Littérature Francophone

Isidore et les autres : un roman sincère et attentif sur la jeunesse, l’âge adulte et le chagrin

Isidore
Photo by Annie Spratt on Unsplash
Écrit par Julia Montauk

Avec Les treize desserts, son très remarqué premier roman paru aux Editions Jeanne Losfeld, Camille Bordas étonnait déjà par son habileté à osciller entre récit intimiste et réflexion plus universelle. Très tôt, cette romancière a façonné une écriture simple, fluide, teintée d’un humour empreint de gravité. En se lançant dans l’écriture de son troisième roman intitulé How to behave in a crowd publié en 2017 aux Etats-Unis, la jeune française, qui y est installée depuis quelques années, a opté pour l’anglais peut-être afin, notamment, de libérer son écriture de l’emprise que peut constituer le parfois pesant regard des proches. Camille Bordas l’a réécrit en français, et c’est sous le titre Isidore et les autres que les éditions Inculte le publient à la fin de cet été 2018.

Isidore

Ce roman est celui de l’équilibre entre intellect et émotion, de l’oscillation entre aliénation et distanciation. Le jeune Isidore, 11 ans, confie sa difficulté à trouver sa place parmi ses cinq frères et sœurs aînés surdoués et férocement asociaux. Isidore est catalogué comme sensible, gentil et, contrairement à ses aînés et sa mère, presque « normal ». Il comprend les choses que ces derniers ne comprennent pas et pose les questions qu’ils ne daignent même pas formuler en pensée.

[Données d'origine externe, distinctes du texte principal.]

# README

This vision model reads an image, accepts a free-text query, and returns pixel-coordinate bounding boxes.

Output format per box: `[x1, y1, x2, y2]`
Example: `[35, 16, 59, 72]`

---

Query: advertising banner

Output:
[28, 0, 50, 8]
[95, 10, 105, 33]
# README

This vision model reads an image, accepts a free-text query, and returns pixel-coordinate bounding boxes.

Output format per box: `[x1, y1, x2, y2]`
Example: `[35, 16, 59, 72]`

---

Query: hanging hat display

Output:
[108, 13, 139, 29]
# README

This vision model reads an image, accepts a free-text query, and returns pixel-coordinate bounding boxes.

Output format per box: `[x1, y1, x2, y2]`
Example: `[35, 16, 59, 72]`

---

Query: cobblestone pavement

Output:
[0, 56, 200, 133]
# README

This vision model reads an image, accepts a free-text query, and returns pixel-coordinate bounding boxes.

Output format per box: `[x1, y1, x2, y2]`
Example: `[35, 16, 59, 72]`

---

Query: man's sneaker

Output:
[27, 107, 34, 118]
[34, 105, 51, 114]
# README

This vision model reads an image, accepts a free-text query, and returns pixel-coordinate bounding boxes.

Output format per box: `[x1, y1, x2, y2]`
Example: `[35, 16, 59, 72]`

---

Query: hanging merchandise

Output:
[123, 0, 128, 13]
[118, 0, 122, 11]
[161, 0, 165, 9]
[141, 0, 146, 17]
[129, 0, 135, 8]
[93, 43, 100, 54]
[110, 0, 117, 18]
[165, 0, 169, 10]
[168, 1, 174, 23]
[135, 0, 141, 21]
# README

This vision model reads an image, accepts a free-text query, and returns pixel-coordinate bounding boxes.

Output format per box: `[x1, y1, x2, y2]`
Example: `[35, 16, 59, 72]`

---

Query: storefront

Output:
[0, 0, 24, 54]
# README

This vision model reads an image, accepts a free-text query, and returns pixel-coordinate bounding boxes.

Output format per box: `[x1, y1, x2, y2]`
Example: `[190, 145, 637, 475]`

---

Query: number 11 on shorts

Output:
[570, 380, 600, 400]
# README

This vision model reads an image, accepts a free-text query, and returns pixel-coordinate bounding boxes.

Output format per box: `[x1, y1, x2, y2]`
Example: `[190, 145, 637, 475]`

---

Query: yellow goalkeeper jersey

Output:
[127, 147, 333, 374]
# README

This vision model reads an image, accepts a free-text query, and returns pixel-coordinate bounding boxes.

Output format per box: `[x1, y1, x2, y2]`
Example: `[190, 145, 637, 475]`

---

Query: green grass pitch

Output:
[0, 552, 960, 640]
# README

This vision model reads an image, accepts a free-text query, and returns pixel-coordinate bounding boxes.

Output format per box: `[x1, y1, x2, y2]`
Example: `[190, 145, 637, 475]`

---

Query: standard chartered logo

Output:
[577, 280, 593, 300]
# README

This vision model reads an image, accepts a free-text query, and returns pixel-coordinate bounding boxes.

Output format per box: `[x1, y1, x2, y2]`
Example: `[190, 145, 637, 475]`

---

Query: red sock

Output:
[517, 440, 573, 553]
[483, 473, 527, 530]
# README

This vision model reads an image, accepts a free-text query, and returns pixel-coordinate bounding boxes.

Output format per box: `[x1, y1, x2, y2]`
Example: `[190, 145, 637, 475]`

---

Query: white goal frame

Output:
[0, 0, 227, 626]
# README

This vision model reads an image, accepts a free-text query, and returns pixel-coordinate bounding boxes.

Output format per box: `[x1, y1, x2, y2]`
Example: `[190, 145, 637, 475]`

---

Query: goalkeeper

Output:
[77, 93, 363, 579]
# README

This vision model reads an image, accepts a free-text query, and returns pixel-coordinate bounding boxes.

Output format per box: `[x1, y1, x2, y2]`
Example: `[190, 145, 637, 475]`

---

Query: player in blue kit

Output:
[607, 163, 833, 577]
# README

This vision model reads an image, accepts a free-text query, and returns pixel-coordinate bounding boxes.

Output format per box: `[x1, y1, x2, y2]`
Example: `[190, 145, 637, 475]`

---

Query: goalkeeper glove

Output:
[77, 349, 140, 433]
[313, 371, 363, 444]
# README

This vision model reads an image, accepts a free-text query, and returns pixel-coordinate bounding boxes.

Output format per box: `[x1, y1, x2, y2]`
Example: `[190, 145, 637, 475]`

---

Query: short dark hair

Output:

« Il m’a répondu que rien dans la vie n’était jamais vraiment bien ajusté, que rien ne s’alignait jamais parfaitement, tombait pile-poil, etc. Ca sentait la leçon de vie à plein nez. J’avais remarqué récemment qu’on pouvait plus rien dire aux adultes (nous, les ados) sans qu’ils en fassent tout un plat, sans qu’ils en tirent une signification extraordinaire qui nous apprendrait quelque chose sur le sens de la vie. Ils se sentaient obligés de dispenser leur sagesse. Par exemple, un garçon de ma classe qui avait juste demandé au prof « Ca va tomber au contrôle ? » avait été invité à méditer sur l’incertitude de la vie (« Je ne sais pas, Jules, est-ce qu’un astéroïde géant va heurter la terre et nous rayer de la carte comme ça s’est passé avec les dinosaures ? »). Un autre qui demandait quelle était l’utilité des fonctions mathématiques dans la vie de tous les jours s’était vu offrir en guise de réponse des parallèles avec d’autres choses inutiles dont les gens acceptaient pourtant la légitimité sans se poser trop de questions (comme le mariage et le football par exemple). Moi, ça ne me posait pas de problème, ce type de franchise (mes frères et mes sœurs m’y avaient habitué), mais je voyais bien que certains gamins de ma classe avaient du mal à s’y faire. Ils n’osaient plus trop parler. Ils comprenaient que tout ce qui sortirait de leur bouche ne serait qu’une opportunité pour l’adulte présent d’improviser un aphorisme qu’ils seraient obligés d’écouter. »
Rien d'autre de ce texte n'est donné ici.